I don't even know if my endo will prescribe dessicated. I am thinking he does but doesn't prefer it, especially with Hashi patients.

I have a medical history of mitral valve prolapse, I think.

If you were in my shoes - what would you ask for?


----------



## Andros (Aug 26, 2009)

HeidiBR said:


> Hi all -
> 
> I had my blood draw today and my follow up appointment with the endo is scheduled in 10 days.
> 
> ...


You are right about the expense of Cytomel. I had to go on it because of Armour shortage. 18 months. Not only was the cost high but it did not make me feel well. I had stockpiled some Armour so I was taking part Armour and part Cytomel for all that time. It got me through and for that I am grateful but I hope I never have to take it again.

That said, bear in mind that we all are distinctly different and what did not work for me may very well work for you.

I am only an Armour fan for myself because that is what works for me. I keep an open mind. Many do great on Synthroid and Cytomel.

I also have mitral valve prolapse.

Did you also get FT4 and TSH run with the above FT3? Kind of curious what those numbers and ranges were as well.


----------



## HeidiBR (Apr 4, 2010)

Good info - thank!

My FT4 is 1.3 (.8-1.8) and my TSH is 1.4 (.05-4.5). I'm up to 100 Synthroid and while my TSH has come down from 3.5, and my FT4 has come up marginally from 1.2, the FT3 hasn't moved at all.
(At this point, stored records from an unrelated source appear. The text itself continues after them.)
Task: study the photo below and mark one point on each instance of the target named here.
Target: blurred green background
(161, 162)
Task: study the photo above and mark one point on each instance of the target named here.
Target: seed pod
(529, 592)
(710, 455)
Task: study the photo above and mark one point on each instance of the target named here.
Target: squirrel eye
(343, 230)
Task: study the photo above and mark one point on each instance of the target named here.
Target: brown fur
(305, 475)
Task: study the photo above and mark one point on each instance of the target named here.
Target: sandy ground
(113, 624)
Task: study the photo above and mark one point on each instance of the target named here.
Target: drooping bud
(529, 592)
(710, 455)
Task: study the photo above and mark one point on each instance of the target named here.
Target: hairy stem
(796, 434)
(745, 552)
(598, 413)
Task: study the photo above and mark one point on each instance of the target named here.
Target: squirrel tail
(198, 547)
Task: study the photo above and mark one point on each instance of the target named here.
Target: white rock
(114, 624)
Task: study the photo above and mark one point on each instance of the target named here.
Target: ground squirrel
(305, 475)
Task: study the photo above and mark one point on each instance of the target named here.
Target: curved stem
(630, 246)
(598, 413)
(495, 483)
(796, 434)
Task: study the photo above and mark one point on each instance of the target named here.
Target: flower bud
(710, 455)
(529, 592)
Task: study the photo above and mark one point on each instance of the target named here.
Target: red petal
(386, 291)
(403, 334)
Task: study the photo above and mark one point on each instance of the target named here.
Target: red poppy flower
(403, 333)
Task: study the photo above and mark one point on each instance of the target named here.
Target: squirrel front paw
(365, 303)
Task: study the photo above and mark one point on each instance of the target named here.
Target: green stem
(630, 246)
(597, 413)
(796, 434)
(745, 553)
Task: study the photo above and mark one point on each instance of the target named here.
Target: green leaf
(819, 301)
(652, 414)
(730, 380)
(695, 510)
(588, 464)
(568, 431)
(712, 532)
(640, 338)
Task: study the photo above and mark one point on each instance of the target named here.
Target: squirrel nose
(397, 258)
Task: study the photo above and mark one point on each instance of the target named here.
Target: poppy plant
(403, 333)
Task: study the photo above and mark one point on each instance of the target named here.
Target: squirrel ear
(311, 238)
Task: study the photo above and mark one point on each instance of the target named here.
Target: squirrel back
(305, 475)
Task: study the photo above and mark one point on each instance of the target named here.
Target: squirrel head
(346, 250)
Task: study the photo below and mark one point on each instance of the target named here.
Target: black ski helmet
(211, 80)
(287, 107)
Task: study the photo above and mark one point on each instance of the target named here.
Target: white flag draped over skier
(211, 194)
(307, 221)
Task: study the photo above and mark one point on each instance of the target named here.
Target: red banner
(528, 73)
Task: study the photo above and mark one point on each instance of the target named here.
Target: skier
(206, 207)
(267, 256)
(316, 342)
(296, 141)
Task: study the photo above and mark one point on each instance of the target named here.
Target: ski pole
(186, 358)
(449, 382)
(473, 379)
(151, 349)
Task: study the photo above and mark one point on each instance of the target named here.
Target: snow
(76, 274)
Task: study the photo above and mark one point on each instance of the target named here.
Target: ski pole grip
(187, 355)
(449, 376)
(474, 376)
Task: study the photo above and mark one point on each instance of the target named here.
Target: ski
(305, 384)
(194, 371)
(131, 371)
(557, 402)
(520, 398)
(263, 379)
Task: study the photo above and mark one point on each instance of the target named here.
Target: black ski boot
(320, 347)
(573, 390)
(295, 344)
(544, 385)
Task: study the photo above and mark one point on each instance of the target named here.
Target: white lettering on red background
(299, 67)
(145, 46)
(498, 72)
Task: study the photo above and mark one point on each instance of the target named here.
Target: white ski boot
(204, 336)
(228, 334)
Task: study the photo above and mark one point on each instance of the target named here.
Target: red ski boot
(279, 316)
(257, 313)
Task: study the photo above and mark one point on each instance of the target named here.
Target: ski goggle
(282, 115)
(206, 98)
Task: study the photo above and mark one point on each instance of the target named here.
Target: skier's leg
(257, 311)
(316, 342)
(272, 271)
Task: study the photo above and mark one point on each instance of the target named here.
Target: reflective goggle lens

I did well ( I felt great!) for the first couple of months of treatment re: abatement of symptoms but now I feel like I did before treatment. I've gained back every pound I lost as a result of the initial treatment - 13 pounds in 2 months. Achy, muscle cramps, no period, bad skin, low mood - you name it, I've got it.

I've heard that the reformulated Armour isn't very good for many patients. What do you think?


----------



## Andros (Aug 26, 2009)

HeidiBR said:


> Good info - thank!
> 
> My FT4 is 1.3 (.8-1.8) and my TSH is 1.4 (.05-4.5). I'm up to 100 Synthroid and while my TSH has come down from 3.5, and my FT4 has come up marginally from 1.2, the FT3 hasn't moved at all.
> 
> ...


Wonder if you should also have a rT3 test run? http://thyroid-rt3.com/whatare1.htm

The new Armour is much better; I don't have to take as much. The asorption rate due to new filler is much improved. I am doing dazzingly wonderful on it.


----------



## Lovlkn (Dec 20, 2009)

HeidiBR said:


> Good info - thank!
> 
> My FT4 is 1.3 (.8-1.8) and my TSH is 1.4 (.05-4.5). I'm up to 100 Synthroid and while my TSH has come down from 3.5, and my FT4 has come up marginally from 1.2, the FT3 hasn't moved at all.
> 
> ...


I had similar issues post op and waited too long before going onto Cytomel - go ahead and ask for it. On insurance it's between $50-100 for a 3 month supply.

Cytomel and Armour are completely different so since you are already on a levothyroxine give the Cytomel a shot first.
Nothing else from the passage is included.